13 C-Isotope Tracing Structural Lipidomics for Resolving Phospholipid Metabolism Dynamics in Human Breast Cancer Cells

Phospholipid metabolic homeostasis is critical, yet its dynamic regulation at the structural level remains poorly characterized, particularly from the perspective of metabolic flux analysis. This study presents an RPLC-PB-MS/MS workflow integrating ¹³C-glucose isotope tracing and the Paternò-Büchi (PB) reaction for comprehensive investigation of de novo phospholipid synthesis. By precisely mapping ¹³C labeling sites, we revealed distinct metabolic rates for various PL structural components. The glycerol backbone showed the fastest metabolism, while within phospholipid acyl chains, SFAs showed a greater contribution to ¹³C labeling compared to MUFAs.

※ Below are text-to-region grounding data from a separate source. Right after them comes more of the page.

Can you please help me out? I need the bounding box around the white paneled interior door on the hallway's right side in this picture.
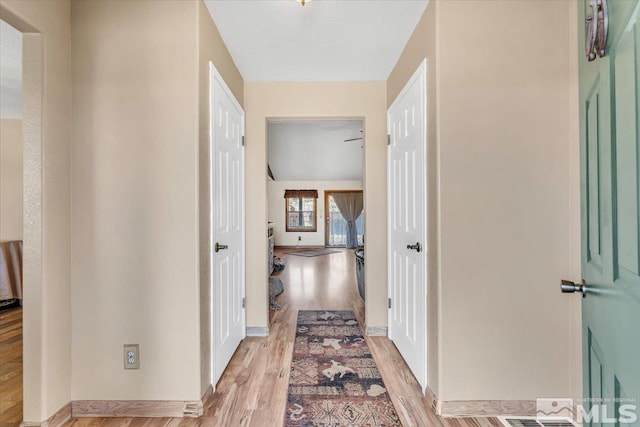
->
[387,61,427,389]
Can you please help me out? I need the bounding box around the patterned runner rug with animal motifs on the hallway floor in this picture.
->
[284,311,401,427]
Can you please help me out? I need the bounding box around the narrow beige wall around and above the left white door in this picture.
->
[198,1,244,394]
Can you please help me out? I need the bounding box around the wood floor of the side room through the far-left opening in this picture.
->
[0,307,22,427]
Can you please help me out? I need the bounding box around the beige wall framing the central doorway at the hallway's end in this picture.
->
[244,81,387,327]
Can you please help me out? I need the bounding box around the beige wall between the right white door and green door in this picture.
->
[388,0,580,401]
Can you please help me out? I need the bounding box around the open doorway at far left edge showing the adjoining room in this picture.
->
[0,20,24,426]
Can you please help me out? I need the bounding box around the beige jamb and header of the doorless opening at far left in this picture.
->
[0,11,46,424]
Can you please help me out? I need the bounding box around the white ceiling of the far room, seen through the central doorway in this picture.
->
[268,120,363,181]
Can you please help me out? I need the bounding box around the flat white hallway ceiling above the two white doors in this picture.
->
[205,0,428,81]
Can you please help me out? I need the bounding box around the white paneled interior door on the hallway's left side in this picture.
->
[209,64,245,385]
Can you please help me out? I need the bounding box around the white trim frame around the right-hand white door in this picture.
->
[387,58,430,391]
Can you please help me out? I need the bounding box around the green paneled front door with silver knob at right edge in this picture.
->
[578,0,640,426]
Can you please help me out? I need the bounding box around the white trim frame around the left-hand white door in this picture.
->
[208,61,247,391]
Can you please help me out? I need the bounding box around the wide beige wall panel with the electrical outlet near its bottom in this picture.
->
[71,1,201,400]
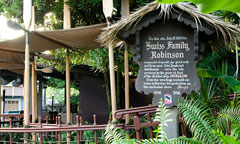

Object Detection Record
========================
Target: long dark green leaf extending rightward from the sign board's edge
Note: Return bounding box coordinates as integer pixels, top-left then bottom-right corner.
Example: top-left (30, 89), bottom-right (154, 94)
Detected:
top-left (197, 68), bottom-right (240, 92)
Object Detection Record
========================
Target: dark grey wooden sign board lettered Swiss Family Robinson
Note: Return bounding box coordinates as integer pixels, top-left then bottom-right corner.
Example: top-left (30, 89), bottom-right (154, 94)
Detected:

Furthermore, we quantified the labeling rates of PL C═C location isomers, highlighting dynamic regulation at the C═C location level. Notably, certain low-abundance n-7 isomers exhibited rapid turnover, suggesting potential functional roles in membrane remodeling or signaling. Analysis of three human breast cancer cell lines (MCF-7, MDA-MB-468, and BT-474) further revealed significant differences in PL metabolism dynamics, with MCF-7 cells showing initially rapid but transient labeling after passage, while MDA-MB-468 cells maintained sustained high fluxes. These findings provide insights into the structural specificity and dynamic regulation of phospholipid metabolism in cancer, offering potential therapeutic implications.